RIO DE JANEIRO -- In declaring that he was in no position to judge gay people, Pope Francis did nothing to change Roman Catholic doctrine, which prohibits homosexual sex but not the state of homosexuality. But at least one prominent commentator said the remarks constituted "a sea change," and they were the topic of avid discussion and debate Monday, especially in Catholic circles.

Conservative Catholics, many of whom are increasingly put off by Francis’ accessibility and deliberate simplicity, sought to downplay the remarks, which the pope made on his flight home to the Vatican from Brazil, where he made his first overseas trip as pontiff.

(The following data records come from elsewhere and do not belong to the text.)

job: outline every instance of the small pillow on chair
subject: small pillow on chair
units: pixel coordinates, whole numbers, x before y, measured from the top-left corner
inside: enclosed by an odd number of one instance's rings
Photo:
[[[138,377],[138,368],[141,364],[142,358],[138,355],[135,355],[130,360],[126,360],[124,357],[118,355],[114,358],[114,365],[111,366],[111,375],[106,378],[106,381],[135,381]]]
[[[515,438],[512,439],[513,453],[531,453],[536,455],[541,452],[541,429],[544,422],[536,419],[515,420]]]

“He addressed the issue [of gays in the church] in a more frank way, but this is not a departure” from Catholic teachings, said Ashley McGuire, a senior fellow at the Washington-based Catholic Assn. The church, even in its less accepting times, has long maintained that gay people should not be discriminated against.

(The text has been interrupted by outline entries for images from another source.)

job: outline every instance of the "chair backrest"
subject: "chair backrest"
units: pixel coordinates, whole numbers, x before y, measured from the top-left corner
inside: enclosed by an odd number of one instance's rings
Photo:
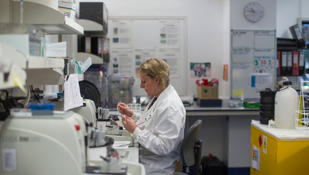
[[[183,164],[186,167],[195,164],[194,174],[200,174],[202,170],[202,140],[197,139],[201,125],[201,120],[198,120],[194,123],[185,134],[180,148]]]

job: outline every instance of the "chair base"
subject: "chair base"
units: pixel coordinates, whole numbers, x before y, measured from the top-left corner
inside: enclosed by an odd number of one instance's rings
[[[188,175],[188,174],[184,173],[175,172],[175,173],[174,173],[174,175]]]

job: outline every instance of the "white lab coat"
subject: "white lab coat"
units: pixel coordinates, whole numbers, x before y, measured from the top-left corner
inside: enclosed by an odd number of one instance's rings
[[[184,139],[186,111],[174,87],[170,85],[152,106],[131,118],[138,127],[133,135],[139,143],[139,161],[147,175],[173,174]]]

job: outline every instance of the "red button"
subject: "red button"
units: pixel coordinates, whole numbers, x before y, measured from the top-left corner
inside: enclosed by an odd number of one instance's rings
[[[75,128],[77,131],[79,131],[80,129],[80,126],[79,125],[75,125]]]

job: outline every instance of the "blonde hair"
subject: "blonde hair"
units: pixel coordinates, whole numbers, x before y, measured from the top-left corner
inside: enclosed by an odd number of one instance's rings
[[[151,58],[143,62],[136,70],[136,76],[143,74],[152,78],[158,76],[159,86],[165,89],[170,84],[170,67],[165,61],[159,58]]]

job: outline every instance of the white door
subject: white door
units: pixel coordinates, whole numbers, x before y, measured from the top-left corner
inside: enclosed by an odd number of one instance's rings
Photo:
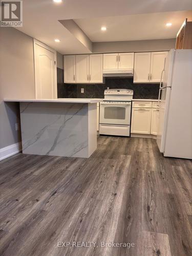
[[[151,52],[135,53],[133,82],[150,82]]]
[[[118,53],[105,53],[103,54],[103,69],[117,69],[118,62]]]
[[[75,55],[64,56],[64,82],[75,82]]]
[[[103,82],[103,55],[90,55],[90,82]]]
[[[34,40],[35,97],[55,99],[57,95],[56,51]]]
[[[159,122],[159,110],[158,109],[152,109],[151,134],[153,134],[154,135],[157,135]]]
[[[134,53],[119,53],[118,69],[133,69]]]
[[[151,53],[151,82],[159,82],[162,71],[164,68],[165,58],[168,52],[154,52]]]
[[[152,110],[132,109],[131,133],[150,134]]]
[[[89,83],[89,55],[76,55],[76,82]]]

But the pope seemed to be going beyond that.

“Pope Francis was pointing out that Catholics with a homosexual orientation, honestly living out their faith and seeking God (as all Catholics should), are integral members of the church,” said Ramon Luzarraga, a theology professor at the Benedictine University of Mesa, Ariz. “They are not automatically part of some rumored fifth column seeking to change the church.”

The pope's remarks came up during an 80-minute, impromptu news conference on his flight back to Rome, and have been widely reported. They came up when Francis was asked about a supposed “gay lobby” of Vatican officials, purported to have been discussed in a confidential report he was given upon his election to the papacy.

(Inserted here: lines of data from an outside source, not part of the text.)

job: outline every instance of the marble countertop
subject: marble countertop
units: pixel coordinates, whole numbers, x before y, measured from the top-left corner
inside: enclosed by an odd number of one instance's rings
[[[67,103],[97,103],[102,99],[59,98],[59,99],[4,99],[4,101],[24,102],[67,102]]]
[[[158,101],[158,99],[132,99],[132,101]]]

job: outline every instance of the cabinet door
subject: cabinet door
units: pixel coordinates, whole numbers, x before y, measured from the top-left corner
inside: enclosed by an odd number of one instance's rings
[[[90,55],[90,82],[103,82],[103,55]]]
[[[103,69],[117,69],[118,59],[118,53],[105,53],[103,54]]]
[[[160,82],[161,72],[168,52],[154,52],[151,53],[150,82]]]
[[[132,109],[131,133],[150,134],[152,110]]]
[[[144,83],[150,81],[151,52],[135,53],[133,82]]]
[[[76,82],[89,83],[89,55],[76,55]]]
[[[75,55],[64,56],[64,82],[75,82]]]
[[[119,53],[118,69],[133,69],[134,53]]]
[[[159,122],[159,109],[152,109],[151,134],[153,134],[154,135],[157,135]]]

Francis said he did not approve of any kind of lobby, but that it was important to distinguish that from priests or other Catholics who might be gay.

Then, he seemed to clear the way for gay priests, as long as they remain celibate.

“If a person is gay, seeks God and has good will, who am I to judge?” Francis said. “They should not be marginalized.”

The Rev. James Martin, a prominent Jesuit commentator, said the remarks constituted a dramatic change in the church's attitude toward homosexuality. He tweeted:

 

 

The U.S.-based Human Rights Campaign, a major gay-rights organization, sent out a statement welcoming Francis’ comments as a “significant change in tone” but said that the church still had a long way to go in welcoming gays, lesbians and transgender people into the Catholic fold.